Their article appeared in Nature, an online peer-reviewed research journal. In it, they explain that, for example, an electric Ford F-150 weighs just under 3,000 kg. An ICE version weighs just over 2,200 kg. A Nissan Leaf, which is only available as an electric, weighs almost 1,750 kg; the ICE Nissan Versa weighs about 1,200 kg.
The electric vehicle Chevrolet Volt at the 2019 Canadian International Auto Show.
This matters in the eyes of safety, the authors argued. For every 500 kg difference in weight between vehicles, the likelihood of passengers being killed in a collision with another vehicle jumps up by 12 per cent.
“This added risk wouldn’t apply if everyone drove cars of similar heft,” they wrote. “But until they do, the number of casualties in crashes is likely to increase as heavy electric vehicles join lighter existing fleets.”

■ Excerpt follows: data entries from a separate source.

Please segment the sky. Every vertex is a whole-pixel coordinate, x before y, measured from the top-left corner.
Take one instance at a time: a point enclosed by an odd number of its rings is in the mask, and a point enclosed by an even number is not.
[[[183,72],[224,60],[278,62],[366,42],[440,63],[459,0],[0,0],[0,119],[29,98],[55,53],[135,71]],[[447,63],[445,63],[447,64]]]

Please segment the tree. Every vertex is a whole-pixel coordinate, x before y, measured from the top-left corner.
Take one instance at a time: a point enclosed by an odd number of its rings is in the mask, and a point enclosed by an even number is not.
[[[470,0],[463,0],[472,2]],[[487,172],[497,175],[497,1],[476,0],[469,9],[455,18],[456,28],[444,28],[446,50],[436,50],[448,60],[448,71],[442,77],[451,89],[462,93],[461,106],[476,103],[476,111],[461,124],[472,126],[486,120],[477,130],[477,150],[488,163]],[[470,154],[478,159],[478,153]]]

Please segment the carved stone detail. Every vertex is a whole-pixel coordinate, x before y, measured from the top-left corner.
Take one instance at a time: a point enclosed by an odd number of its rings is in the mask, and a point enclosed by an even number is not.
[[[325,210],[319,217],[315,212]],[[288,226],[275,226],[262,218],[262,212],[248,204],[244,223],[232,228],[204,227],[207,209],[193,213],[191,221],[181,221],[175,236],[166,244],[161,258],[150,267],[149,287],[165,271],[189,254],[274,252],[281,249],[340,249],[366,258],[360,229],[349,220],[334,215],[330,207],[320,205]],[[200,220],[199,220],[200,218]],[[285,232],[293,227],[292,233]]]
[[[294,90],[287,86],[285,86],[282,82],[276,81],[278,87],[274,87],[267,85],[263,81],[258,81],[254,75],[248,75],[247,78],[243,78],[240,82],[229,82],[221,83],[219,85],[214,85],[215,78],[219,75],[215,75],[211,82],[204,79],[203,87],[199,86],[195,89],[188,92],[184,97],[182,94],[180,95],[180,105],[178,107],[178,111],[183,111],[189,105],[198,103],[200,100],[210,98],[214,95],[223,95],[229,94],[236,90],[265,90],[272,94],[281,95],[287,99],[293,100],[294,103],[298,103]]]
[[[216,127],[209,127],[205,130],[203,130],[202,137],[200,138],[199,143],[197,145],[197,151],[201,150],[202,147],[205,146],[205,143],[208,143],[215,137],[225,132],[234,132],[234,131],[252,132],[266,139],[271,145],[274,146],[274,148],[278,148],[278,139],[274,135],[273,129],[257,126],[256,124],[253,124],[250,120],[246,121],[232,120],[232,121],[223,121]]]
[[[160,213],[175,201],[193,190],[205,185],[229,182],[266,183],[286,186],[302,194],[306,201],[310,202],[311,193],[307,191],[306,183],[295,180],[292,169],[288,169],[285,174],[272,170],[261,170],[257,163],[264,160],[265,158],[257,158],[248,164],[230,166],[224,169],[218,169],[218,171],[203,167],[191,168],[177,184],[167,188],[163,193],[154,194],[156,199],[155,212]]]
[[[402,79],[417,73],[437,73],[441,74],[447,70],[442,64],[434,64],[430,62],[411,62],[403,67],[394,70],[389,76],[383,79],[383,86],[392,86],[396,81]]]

Pedestrian safety is also a concern, they explained. The shift to larger SUVs from smaller passenger vehicles has contributed to an increase in pedestrian deaths. The study Pedestrian Deaths and Large Vehicles from University of Hawaii professor Justin Tyndal reports that replacing the growth of SUVs with smaller vehicles would have helped avoid 1,100 pedestrian deaths.
The authors call for a tax on heavy cars to encourage purchasing smaller vehicles, shrinking batteries, lightening frames and encouraging people to drive less by enacting policies that advocate for walking, biking and public transit.